21.5.1. Characters in regular expressions

Note: The raw string notation r'...' is most useful for regular expressions; see raw strings, above.

These characters have special meanings in regular expressions:

.Matches any character except a newline.
^Matches the start of the string.
$Matches the end of the string.
r* Matches zero or more repetitions of regular expression r.
r+ Matches one or more repetitions of r.
r? Matches zero or one r.
r*? Non-greedy form of r*; matches as few characters as possible. The normal * operator is greedy: it matches as much text as possible.
r+? Non-greedy form of r+.
r?? Non-greedy form of r?.
r{m,n} Matches from m to n repetitions of r. For example, r'x{3,5}' matches between three and five copies of letter 'x'; r'(bl){4}' matches the string 'blblblbl'.
r{m,n}? Non-greedy version of the previous form.
[...] Matches one character from a set of characters. You can put all the allowable characters inside the brackets, or use a-b to mean all characters from a to b inclusive. For example, regular expression r'[abc]' will match either 'a', 'b', or 'c'. Pattern r'[0-9a-zA-Z]' will match any single letter or digit.
[^...] Matches any character not in the given set.
rs Matches expression r followed by expression s.
r|s Matches either r or s.
(r) Matches r and forms it into a group that can be retrieved separately after a match; see MatchObject, below. Groups are numbered starting from 1.
(?:r) Matches r but does not form a group for later retrieval.
(?P<n>r) Matches r and forms it into a named group, with name n, for later retrieval.

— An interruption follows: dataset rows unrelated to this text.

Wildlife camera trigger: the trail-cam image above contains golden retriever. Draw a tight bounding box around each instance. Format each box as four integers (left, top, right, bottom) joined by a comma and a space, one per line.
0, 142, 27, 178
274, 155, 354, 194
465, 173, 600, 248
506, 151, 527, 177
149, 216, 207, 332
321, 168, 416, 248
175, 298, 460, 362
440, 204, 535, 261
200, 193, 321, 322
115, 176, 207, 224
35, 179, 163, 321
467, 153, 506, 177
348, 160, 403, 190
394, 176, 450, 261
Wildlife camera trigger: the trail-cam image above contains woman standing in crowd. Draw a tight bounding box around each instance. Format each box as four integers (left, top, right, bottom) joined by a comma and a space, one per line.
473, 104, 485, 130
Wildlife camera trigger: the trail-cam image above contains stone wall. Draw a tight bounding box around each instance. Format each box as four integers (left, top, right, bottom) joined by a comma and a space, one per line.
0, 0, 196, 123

These special sequences are recognized:

\n Matches the same text as a group that matched earlier, where n is the number of that group. For example, r'([a-zA-Z]+):\1' matches the string "foo:foo".
\A Matches only at the start of the string.
\b Matches the empty string but only at the start or end of a word (where a word is set off by whitespace or a non-alphanumeric character). For example, r'foo\b' would match "foo" but not "foot".
\B Matches the empty string when not at the start or end of a word.
\d Matches any digit.
\D Matches any non-digit.
\s Matches any whitespace character.
\S Matches any non-whitespace character.
\w Matches any alphanumeric character.
\W Matches any non-alphanumeric character.
\Z Matches only at the end of the string.
\\ Matches a backslash (\) character.